Unternehmen nutzen zudem immer mehr Auswertungen von Daten aus Social Media.

Aus technischer Sicht geht es hier um Wissenssysteme, die in der Lage sind, strukturierte und unstrukturierte Daten zu analysieren. Das betrifft einerseits den Bereich Social-Media-Analytics. Da geht es unter anderem darum, Informationen zu gewinnen, um Kundengruppen mit massgeschneiderten Produkten besser adressieren zu können oder Produktprobleme frühzeitig zu erkennen. Andererseits geht es um unstrukturierte, textbasierte Daten wie Berichte, die man auf Auffälligkeiten hin analysieren kann. Daraus ergeben sich Indikatoren für Risiken wie Complianceverstösse oder mögliche Geschäftspotenziale aus Forschungsberichten, die ein Unternehmen adressieren sollte.

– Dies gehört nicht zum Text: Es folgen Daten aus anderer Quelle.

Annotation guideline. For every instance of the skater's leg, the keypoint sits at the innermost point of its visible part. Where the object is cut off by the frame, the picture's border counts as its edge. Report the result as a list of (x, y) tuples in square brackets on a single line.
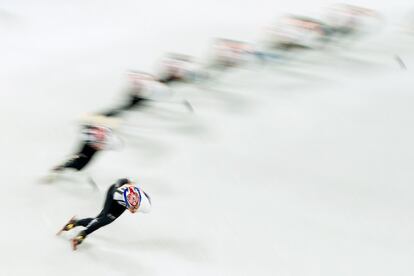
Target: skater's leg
[(83, 222), (104, 219), (79, 160), (133, 101)]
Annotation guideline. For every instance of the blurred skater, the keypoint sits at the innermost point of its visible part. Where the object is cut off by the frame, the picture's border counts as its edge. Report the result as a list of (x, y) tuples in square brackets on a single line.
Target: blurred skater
[(121, 196)]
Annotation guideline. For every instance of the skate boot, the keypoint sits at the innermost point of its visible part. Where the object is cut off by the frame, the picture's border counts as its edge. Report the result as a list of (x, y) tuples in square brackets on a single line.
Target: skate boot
[(78, 240), (68, 226)]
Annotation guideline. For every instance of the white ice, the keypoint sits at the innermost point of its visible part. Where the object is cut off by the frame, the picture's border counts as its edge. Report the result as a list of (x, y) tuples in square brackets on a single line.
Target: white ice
[(303, 169)]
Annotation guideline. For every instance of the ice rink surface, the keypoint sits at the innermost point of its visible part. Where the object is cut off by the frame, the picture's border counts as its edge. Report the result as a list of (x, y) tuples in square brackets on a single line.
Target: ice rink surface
[(300, 169)]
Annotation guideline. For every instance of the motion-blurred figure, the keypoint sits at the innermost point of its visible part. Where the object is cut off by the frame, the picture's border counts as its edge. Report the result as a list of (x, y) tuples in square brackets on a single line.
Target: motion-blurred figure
[(349, 21), (143, 88), (121, 196), (294, 32), (96, 136), (227, 53), (179, 68)]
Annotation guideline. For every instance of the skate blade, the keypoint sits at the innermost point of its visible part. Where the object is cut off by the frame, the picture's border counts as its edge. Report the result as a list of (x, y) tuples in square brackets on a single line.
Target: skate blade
[(63, 228), (74, 244)]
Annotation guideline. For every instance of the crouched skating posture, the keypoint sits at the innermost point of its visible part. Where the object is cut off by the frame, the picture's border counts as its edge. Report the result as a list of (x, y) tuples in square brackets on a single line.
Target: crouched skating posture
[(121, 196)]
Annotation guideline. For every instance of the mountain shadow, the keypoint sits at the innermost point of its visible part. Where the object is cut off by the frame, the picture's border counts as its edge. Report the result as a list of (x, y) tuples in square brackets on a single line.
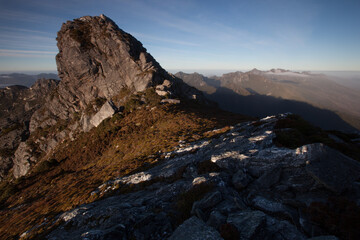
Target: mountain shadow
[(262, 106)]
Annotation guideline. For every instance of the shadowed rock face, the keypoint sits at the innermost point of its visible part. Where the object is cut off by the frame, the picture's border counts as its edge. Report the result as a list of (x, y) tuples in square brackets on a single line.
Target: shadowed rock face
[(17, 104), (97, 59), (94, 51)]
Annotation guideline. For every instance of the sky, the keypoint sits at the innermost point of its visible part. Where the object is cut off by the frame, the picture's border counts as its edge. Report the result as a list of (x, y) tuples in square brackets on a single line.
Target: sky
[(204, 36)]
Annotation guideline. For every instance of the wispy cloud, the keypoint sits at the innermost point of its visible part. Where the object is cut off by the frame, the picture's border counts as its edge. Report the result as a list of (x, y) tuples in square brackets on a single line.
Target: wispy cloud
[(13, 29), (25, 53)]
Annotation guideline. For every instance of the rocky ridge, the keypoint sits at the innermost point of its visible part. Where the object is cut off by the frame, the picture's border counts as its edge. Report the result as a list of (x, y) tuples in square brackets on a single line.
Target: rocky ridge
[(316, 97), (239, 185), (100, 66)]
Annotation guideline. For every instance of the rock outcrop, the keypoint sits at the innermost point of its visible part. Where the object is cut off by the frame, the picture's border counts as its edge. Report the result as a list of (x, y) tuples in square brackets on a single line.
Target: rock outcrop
[(96, 61), (239, 185), (17, 104)]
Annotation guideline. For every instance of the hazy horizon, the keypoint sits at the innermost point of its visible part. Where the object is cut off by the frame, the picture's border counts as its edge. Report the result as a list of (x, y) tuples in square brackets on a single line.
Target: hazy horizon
[(313, 35)]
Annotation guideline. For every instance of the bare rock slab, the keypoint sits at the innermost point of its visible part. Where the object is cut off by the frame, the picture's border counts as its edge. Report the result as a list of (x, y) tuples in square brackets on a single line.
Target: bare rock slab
[(331, 168)]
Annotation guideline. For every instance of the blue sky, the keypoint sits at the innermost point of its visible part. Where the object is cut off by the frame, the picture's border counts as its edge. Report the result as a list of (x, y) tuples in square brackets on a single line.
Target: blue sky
[(194, 35)]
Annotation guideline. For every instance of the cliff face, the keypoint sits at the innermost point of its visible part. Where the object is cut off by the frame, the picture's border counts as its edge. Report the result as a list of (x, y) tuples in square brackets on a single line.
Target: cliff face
[(17, 104), (97, 62)]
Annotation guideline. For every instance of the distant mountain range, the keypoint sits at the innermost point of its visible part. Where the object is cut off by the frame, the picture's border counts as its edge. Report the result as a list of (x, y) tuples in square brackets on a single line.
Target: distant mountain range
[(316, 97), (24, 79)]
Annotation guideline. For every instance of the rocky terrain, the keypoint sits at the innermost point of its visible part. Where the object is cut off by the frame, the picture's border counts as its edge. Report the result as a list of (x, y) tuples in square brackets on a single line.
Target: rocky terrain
[(99, 66), (121, 149), (315, 97), (22, 79), (17, 104)]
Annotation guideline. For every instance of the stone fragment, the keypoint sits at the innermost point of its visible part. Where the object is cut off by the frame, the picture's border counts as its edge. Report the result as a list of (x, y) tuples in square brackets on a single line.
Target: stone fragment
[(207, 202), (248, 223), (195, 229)]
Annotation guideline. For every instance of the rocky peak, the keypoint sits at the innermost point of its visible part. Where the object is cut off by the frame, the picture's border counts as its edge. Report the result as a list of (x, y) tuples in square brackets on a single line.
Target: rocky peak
[(98, 59)]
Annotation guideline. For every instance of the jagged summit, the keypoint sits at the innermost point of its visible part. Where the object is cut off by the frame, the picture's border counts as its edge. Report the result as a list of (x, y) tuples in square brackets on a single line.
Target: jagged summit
[(100, 67), (94, 51)]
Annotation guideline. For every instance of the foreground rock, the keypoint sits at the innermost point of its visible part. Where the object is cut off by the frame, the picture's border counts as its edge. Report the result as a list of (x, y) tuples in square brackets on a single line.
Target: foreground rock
[(17, 104), (282, 197)]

Das Thema BI ist auch im Zusammenhang mit dem Mobile-Trend aktuell. Welche Potenziale sehen Sie da für Unternehmenskunden?

Beispielsweise bei Wartungsteams oder im Vertrieb ist es sehr nützlich, wenn ich Informationen ständig abrufen kann. Nehmen wir das Beispiel von weit verteilten Windkraftanlagen: Dort kann der Monteur auf dem mobilen Gerät sehen, wie der Zustand einer bestimmten Anlage ist. Wenn dann Probleme an einem anderen Ort auftreten, kann er schnell sehen, wo das Problem liegt. Und er sieht auch, wo er welche Kapazitäten nachziehen kann, ohne dass er zuerst zum Standort oder ins Büro fahren muss. Er kann sehen, was er tun muss, ohne irgendwo sonst signifikante Lücken aufzureissen. Beim Thema Mobile und BI gibt es noch einen weiteren wichtigen Aspekt: Der klassische Decision Support war bisher ein Werkzeug für wenige, insbesondere für das Management. Durch Mobile-Konzepte, in Verbindung mit der Sensorik, wird Analytics zu etwas für jedermann. Man spricht davon, dass sich Analytics von einer White-Collar- zu einer Blue-Collar-Disziplin wandelt. Dank dem Mobile-Trend ist Analytics insbesondere für operative Businessanwendungen relevanter geworden.

Für welche Branchen und welche Geschäftsbereiche werden neue BI-Konzepte 2012 besonders aktuell? Wo gibt’s Investitionsbedarf?

Die Finanzbranche hat sicher, wie bereits angetönt, Nachholbedarf. Dann gibt es auch bei exportorientierten, globalisierten KMUs zunehmenden Bedarf, in operative Risikomanagement-Kapazitäten zu investieren. Dies um Währungsrisiken, Absatzrisiken und Produktionsallokationsrisiken erkennen und managen zu können.